Ask HN: How does online game bots intercept packets? - maruhan2
I&#x27;m not trying to make a bot. I just want to know for educational purposes.<p>For bots and scripts on games like league of legends, you have to be able to intercept packets and send your own. I can&#x27;t seem to find tutorials on that aspect. I&#x27;ve tried using keywords such as tcpdump and wireshark, but no good results. What are typical ways to read packets from online games and send them back?
======
sparkie
There are a number of ways to intercept packets, the one to use really depends
on the game you're playing.

The simplest method is to check in the game's configuraton files to see if
there's a domain/ip for the game to connect to - it can be as simple as
modifying a config file to connect locally instead, and have a proxy sat in
the middle which connects to the server.

Another option is to hook into the game and intercept the data before they
even get sent to the socket, modify them in memory.
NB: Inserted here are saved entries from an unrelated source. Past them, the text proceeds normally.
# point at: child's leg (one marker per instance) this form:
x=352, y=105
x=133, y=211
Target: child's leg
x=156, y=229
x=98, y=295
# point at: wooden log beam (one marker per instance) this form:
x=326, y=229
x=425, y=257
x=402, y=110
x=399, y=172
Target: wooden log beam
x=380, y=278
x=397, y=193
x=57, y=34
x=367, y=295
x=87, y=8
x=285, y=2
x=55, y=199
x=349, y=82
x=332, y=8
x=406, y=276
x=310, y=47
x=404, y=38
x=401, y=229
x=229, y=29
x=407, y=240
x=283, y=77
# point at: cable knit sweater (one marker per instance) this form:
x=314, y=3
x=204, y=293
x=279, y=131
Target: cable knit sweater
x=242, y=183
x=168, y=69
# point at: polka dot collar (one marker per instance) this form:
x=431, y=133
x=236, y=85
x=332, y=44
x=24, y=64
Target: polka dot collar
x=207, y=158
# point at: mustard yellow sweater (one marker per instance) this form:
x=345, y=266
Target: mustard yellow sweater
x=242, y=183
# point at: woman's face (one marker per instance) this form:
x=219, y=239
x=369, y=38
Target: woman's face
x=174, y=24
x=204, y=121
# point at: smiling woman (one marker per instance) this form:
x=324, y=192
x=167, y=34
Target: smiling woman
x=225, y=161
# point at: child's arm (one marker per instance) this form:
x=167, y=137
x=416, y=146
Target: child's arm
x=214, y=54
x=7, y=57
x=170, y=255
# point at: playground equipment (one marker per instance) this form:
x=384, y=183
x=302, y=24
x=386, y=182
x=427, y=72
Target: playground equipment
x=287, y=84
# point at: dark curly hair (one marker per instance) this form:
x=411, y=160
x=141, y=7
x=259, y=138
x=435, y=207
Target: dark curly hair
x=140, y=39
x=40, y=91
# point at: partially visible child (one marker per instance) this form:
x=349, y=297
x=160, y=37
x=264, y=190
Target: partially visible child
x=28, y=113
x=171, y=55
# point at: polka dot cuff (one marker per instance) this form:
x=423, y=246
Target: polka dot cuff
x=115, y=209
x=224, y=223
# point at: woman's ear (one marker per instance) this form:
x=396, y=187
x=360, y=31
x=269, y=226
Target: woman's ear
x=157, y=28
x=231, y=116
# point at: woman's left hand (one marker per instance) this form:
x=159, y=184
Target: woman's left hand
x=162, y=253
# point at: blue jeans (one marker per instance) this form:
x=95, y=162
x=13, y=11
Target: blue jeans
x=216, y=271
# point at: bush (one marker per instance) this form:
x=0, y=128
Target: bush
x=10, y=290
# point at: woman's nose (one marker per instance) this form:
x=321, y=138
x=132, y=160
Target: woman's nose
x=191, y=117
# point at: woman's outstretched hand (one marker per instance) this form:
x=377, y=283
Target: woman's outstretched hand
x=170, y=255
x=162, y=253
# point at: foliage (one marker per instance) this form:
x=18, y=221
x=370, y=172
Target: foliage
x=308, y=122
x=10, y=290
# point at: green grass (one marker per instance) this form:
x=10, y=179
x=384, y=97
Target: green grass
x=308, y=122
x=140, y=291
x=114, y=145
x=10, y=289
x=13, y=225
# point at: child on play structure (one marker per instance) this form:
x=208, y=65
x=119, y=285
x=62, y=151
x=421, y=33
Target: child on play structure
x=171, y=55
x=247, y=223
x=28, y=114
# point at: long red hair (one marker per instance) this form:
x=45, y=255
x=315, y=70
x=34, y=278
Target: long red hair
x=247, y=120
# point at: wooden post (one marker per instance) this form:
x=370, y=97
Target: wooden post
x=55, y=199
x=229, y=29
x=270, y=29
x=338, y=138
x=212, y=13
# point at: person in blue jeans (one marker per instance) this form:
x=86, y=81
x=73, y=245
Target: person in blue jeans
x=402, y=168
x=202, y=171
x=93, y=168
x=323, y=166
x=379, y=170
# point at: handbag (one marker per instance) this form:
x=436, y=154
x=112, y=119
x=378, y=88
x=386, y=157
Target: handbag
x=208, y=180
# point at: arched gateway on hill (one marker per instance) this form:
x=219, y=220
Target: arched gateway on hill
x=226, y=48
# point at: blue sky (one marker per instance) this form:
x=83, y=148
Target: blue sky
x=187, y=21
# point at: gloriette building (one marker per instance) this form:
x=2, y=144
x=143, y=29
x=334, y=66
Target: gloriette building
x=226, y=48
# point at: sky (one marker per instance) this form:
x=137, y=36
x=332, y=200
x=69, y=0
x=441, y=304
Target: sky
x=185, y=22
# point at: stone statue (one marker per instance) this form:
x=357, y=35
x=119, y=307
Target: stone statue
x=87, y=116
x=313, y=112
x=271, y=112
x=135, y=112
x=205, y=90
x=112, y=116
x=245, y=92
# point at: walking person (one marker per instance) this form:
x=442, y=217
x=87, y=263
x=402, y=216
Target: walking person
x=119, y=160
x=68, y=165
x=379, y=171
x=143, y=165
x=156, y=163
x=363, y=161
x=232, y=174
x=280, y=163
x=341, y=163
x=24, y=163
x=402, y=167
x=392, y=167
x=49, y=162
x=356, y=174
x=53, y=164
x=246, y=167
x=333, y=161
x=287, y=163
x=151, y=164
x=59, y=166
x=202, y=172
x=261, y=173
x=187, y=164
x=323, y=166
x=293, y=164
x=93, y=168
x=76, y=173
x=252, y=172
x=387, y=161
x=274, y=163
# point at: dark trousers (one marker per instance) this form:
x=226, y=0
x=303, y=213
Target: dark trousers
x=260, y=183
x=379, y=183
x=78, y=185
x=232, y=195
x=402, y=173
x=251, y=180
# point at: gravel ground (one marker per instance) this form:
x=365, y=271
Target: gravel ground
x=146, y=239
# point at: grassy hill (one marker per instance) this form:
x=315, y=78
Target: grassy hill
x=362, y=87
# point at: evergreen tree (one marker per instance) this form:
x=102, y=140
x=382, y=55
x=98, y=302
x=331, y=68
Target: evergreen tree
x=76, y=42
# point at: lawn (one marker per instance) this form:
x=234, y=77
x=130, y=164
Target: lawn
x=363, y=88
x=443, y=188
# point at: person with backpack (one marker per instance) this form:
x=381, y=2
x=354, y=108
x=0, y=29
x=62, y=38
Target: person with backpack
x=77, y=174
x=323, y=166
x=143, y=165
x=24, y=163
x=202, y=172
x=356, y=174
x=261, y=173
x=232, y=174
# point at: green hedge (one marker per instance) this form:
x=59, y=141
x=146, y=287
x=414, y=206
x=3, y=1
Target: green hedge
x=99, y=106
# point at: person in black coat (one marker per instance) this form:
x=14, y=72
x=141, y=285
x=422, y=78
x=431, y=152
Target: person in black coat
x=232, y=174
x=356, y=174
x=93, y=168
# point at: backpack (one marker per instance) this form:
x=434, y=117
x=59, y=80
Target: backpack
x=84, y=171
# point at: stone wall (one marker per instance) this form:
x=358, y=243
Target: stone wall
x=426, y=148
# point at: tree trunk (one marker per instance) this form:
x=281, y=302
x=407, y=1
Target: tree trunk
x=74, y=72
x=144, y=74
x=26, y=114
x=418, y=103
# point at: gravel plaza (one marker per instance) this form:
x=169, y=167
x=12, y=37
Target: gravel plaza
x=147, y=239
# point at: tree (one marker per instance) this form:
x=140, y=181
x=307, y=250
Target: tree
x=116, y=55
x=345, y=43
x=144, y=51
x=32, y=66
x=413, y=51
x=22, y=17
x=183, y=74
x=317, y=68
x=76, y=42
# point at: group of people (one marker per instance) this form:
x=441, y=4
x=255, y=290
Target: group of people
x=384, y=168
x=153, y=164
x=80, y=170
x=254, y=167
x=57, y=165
This is usually the
preferred option because games will generally encrypt all of their messages
and if you can find somewhere to modify them before encryption is performed,
it saves you having to reverse engineer the encryption. The downside to this
approach is that it needs redoing every time the game binary is updated.

One trick on Windows is to provide a fake "ws2_32.dll" in the directory of
your game, which exports the whole winsock API and simply wraps calls the
original functions - intercepting data where you want.

A trickier, but more robust approach on Windows is to implement your own
Winsock service provider, which can transparently intercept all winsock
traffic. (Search: dark side of winsock).

Unless the game sends messages in plain text, you're generally going to need
to reverse engineer some of the game client to hook into it, or to figure out
the cryptography being used so you can emulate it on a proxy. For that you'll
need a debugger (IDA w/HexRays, OllyDbg or WinDbg). Lots of games have
protection software which will detect if a debugger is running and are much
more difficult to reverse engineer.

------
blackflame7000
Are the games using unencrypted communication channels or else replay attacks
would be difficult. Are you sure they aren’t analyzing the game memory, system
events, or display in order to respond?